Why Traditional Regulation Struggles with Modern AI
Healthcare software has long been governed by frameworks designed for deterministic medical devices or confined clinical decision support systems (CDSS). These systems have predictable behavior: given specific input, they return a consistent output and can be tested across defined clinical conditions.
However, AI models — especially unconfined non-deterministic systems like large language models — do not behave this way. Their outputs can vary depending on context, input phrasing, and underlying model randomness.
This unpredictability raises concerns because many of these AI applications are used to support clinical decision-making, potentially influencing patient diagnosis, treatment planning, or other sensitive outcomes.
What Makes AI Regulation Especially Challenging
In the article, authors identify several key regulatory obstacles:
-
Non-deterministic behavior: AI systems do not always produce the same result for the same input, complicating traditional validation and testing.
-
General-purpose operation: Unlike confined clinical systems, newer AI can generate wide-ranging outputs that extend beyond defined medical device classifications.
-
Blurred use cases: AI tools originally developed for general health or administrative tasks may be used by clinicians in high-risk contexts without clear oversight.
These issues suggest that AI used in healthcare often doesn’t fit neatly into existing regulatory categories like Software as a Medical Device (SaMD) — a framework based on intended use and output behavior.
The Case for New Governance Paradigms
To address the gaps between AI capabilities and regulation, the authors argue for updated governance approaches that:
-
Account for non-deterministic outputs
-
Include robust safety and quality assurance testing tailored to generative models
-
Integrate risk- mitigation frameworks such as red-teaming, guardrails, and multi-agent system checks
-
Support transparency on model training, validation procedures, and failure modes
Essentially, regulations should evolve to balance innovation with patient safety, accountability, and public transparency, particularly as LLMs and similar systems play larger roles in clinical settings.

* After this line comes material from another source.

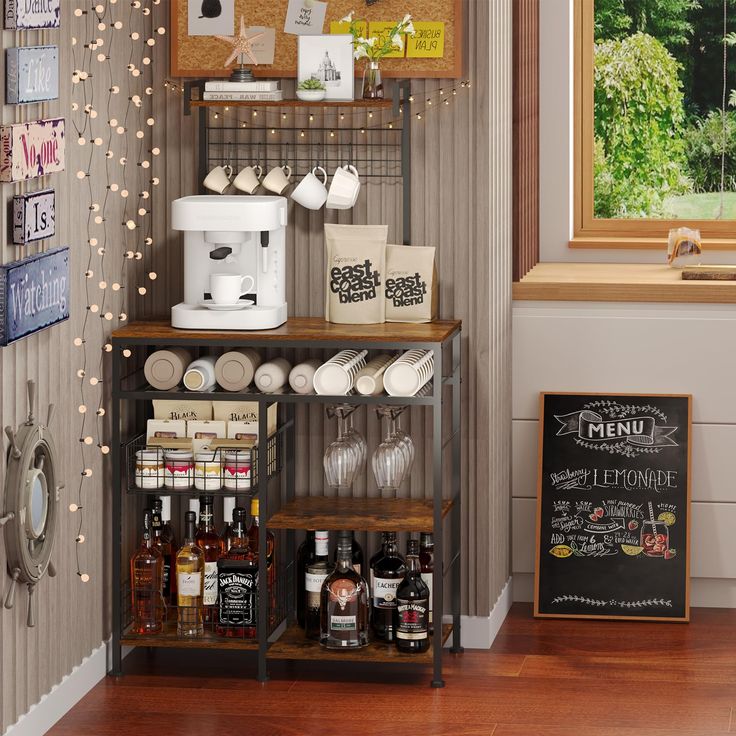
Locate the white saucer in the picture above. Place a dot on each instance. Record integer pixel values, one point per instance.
(242, 304)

Real-World Implications for Providers and Developers
Without updated frameworks, widespread deployment of AI in healthcare may expose patients to risks — including incorrect recommendations, hallucinated clinical guidance, or inappropriate classification of conditions — because these systems are not yet held to the rigorous standards of traditional medical devices.

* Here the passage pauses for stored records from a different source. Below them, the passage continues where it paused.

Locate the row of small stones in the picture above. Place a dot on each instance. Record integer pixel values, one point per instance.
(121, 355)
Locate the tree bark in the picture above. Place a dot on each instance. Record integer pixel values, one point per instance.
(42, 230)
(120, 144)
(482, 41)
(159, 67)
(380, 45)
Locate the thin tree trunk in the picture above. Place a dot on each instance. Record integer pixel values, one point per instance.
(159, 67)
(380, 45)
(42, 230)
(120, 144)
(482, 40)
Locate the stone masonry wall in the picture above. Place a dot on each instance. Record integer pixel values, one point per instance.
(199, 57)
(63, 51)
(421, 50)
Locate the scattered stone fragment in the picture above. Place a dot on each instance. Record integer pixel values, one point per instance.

This gap points to a need for collaboration between regulators, developers, clinicians, and standards bodies to ensure safe AI adoption without stifling beneficial innovation.

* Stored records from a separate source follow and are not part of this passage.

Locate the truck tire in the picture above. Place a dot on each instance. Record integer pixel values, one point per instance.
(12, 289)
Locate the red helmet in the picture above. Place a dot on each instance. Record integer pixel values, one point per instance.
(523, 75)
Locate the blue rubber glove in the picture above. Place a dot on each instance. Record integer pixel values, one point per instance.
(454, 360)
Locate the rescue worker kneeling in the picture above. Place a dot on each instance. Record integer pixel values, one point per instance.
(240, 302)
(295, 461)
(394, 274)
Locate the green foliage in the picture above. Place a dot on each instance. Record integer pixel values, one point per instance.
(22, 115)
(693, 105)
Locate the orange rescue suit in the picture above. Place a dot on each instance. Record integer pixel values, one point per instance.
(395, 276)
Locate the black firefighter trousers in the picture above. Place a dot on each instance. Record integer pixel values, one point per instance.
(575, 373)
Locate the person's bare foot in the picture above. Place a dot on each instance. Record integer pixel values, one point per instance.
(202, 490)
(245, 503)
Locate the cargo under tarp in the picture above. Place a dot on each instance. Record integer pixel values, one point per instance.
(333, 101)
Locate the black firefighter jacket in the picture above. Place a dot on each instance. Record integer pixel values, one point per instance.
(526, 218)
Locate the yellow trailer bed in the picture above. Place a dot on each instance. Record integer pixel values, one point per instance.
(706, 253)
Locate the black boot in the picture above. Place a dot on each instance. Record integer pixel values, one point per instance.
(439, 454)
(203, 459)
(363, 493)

Conclusion — A Turning Point for Health AI Governance
As clinical AI evolves, so must the systems that govern it. The article highlights that while AI offers transformative potential in healthcare, its legal and regulatory frameworks remain behind the curve. Updating these frameworks will be critical to ensure technologies are both effective and safe for patients — ushering in the next generation of healthcare innovation with appropriate safeguards in place.